Your comments are exactly right and could not agree more but I was operating under assumption that the particular person looking for insight was not looking for guaranteed income today but rather on a deferred basis or at some point in the future.

You are 110% correct, if you need guaranteed income today, I to am led to believe an immediate fixed annuity is probably the most efficient way to get there today. If a guaranteed amount of income is what you are looking for in the future than that is what I was referencing when stating that you might consider the VA.

You are right, in my findings, the variable portion of the VA is the frustrating part and most difficult to understand but some may look at it as just potential gravy on top of the income benefits they can provide.

Based on my orginal comments and my opinions, you should first be looking at this annuity from an income, not investment perspective. I am going to put X dollars in today, my benefit base from a withdrawl standpoint will be X dollars at some point in the future (usually double 10-12 yrs out) and I will get X percentage of income - in this question I am going to have to assume that the VA5 means that the 5 means that 5% of the benefit base will be paid out on a lifetime basis when income is elected to be taken.
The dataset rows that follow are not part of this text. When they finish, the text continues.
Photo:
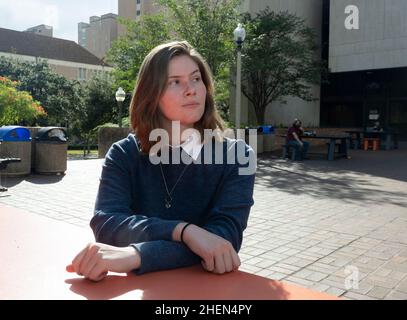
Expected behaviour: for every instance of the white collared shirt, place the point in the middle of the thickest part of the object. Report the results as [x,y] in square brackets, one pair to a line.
[192,146]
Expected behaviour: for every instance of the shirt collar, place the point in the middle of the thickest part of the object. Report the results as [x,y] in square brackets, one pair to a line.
[192,146]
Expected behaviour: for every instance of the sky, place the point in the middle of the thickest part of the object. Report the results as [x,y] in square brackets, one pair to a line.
[62,15]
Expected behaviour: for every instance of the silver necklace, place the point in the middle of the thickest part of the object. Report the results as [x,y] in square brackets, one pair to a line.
[168,197]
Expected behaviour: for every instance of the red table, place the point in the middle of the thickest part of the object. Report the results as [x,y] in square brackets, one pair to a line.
[35,250]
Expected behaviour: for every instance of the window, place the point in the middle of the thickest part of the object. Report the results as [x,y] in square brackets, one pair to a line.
[82,74]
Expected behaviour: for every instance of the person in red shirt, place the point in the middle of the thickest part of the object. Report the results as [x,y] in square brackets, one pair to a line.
[294,139]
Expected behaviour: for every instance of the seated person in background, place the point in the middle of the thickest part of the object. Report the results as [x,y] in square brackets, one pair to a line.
[377,126]
[294,134]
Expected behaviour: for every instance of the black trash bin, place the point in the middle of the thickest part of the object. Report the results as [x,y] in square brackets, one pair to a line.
[15,142]
[51,151]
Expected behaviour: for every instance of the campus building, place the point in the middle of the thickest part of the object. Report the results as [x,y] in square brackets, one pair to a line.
[98,35]
[365,45]
[135,9]
[65,57]
[42,30]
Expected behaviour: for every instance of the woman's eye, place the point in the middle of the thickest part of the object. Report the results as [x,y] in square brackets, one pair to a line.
[173,82]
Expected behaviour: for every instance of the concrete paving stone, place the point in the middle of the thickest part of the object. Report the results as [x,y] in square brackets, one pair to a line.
[396,275]
[287,266]
[254,261]
[332,283]
[264,273]
[357,296]
[281,269]
[265,263]
[322,267]
[244,256]
[384,282]
[317,276]
[378,292]
[319,287]
[277,276]
[400,267]
[382,272]
[363,287]
[396,295]
[379,255]
[402,286]
[273,256]
[299,281]
[249,268]
[303,273]
[281,250]
[335,291]
[327,260]
[340,262]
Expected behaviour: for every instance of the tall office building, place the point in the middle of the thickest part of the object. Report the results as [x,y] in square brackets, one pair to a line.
[98,35]
[135,9]
[42,30]
[366,47]
[311,11]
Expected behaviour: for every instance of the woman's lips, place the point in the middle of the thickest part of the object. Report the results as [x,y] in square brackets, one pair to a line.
[191,105]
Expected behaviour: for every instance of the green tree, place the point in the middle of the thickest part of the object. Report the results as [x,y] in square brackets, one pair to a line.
[98,109]
[128,52]
[279,59]
[16,106]
[61,98]
[208,26]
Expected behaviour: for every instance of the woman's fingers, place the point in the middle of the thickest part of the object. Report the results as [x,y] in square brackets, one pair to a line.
[235,260]
[78,259]
[228,261]
[89,261]
[97,273]
[219,264]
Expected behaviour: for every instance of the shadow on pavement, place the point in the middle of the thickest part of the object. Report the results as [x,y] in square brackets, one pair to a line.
[351,180]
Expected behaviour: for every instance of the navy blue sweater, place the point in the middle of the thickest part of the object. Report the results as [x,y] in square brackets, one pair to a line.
[130,205]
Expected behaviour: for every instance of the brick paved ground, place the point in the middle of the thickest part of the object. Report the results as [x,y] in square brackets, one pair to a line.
[317,224]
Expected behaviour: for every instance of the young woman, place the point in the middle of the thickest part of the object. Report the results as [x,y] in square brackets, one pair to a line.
[151,217]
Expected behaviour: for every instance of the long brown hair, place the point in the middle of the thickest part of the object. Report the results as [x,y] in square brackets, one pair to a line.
[151,84]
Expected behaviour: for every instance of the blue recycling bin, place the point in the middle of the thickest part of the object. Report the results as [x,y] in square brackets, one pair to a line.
[15,142]
[268,133]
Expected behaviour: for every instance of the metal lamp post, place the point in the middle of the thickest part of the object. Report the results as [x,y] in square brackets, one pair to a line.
[239,36]
[120,96]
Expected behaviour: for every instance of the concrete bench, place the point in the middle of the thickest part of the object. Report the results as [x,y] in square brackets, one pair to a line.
[286,151]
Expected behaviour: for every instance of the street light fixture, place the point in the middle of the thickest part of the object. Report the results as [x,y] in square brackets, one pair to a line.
[120,96]
[239,36]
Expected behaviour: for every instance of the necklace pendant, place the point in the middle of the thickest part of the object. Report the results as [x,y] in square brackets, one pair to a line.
[168,202]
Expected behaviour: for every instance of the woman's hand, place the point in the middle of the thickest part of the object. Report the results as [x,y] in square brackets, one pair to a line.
[96,259]
[218,254]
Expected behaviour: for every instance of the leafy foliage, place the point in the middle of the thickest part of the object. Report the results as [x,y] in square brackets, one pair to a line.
[279,59]
[17,106]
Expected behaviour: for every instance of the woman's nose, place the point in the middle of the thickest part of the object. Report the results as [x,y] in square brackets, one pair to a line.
[190,89]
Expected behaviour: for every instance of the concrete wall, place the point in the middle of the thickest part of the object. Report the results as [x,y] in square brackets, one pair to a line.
[277,113]
[107,136]
[380,42]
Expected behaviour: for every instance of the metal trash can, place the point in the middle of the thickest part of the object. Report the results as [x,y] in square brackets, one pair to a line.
[268,137]
[255,140]
[15,142]
[51,150]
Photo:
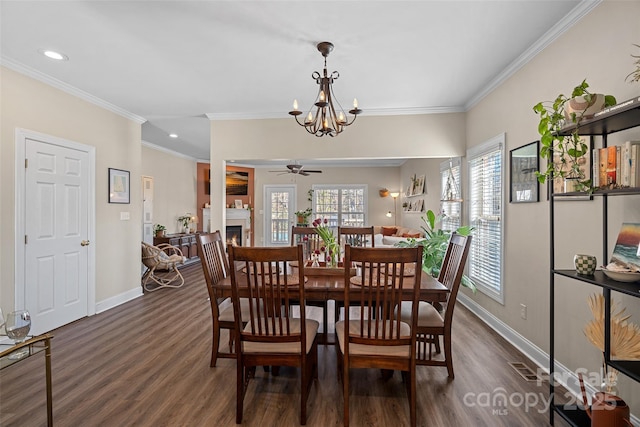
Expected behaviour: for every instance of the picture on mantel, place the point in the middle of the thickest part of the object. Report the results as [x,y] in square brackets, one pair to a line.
[237,183]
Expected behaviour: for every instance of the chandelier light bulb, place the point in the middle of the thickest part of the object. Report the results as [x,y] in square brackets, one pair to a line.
[328,119]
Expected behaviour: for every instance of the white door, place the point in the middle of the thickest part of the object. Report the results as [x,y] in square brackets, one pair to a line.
[279,208]
[56,224]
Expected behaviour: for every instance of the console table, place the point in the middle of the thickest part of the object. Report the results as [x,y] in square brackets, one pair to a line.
[34,346]
[185,242]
I have no idea if that is the case but many of the more competitive ones pay out somewhere around 5%. If the variable portion performs better then the guaranteed amounts than the payouts could potentially be higher. One would have to and need to recognize what the realistic chances of this happening are however. The expsensive fee drag, sequencing of returns, timing of purchase, and many other factors are all going to influence and probably provide extreme headwinds in allowing the variable portion to attain levels above the guaranteed benefit bases.

Again, these are not for everyone (including me, not looking for income anytime in the 10-12 yr window) but my mother and mother in law were good fits for them and why I took the time to truly understand them. At some point, many are willing to trade peace of mind for rate of return and if that is the case then it might be worth looking at.

A mentor of mine once told me that expenses and fees are only questioned in the abscence of value. If a guaranteed income stream with minimal risk (carrier default risk is probably the most prevelant risk in these products) is of value to you then they are worth looking at. This is not of any value to me so I am tend to look at these in a different light and beat them up on the basis of being very expensive than someone who might see a different value in them.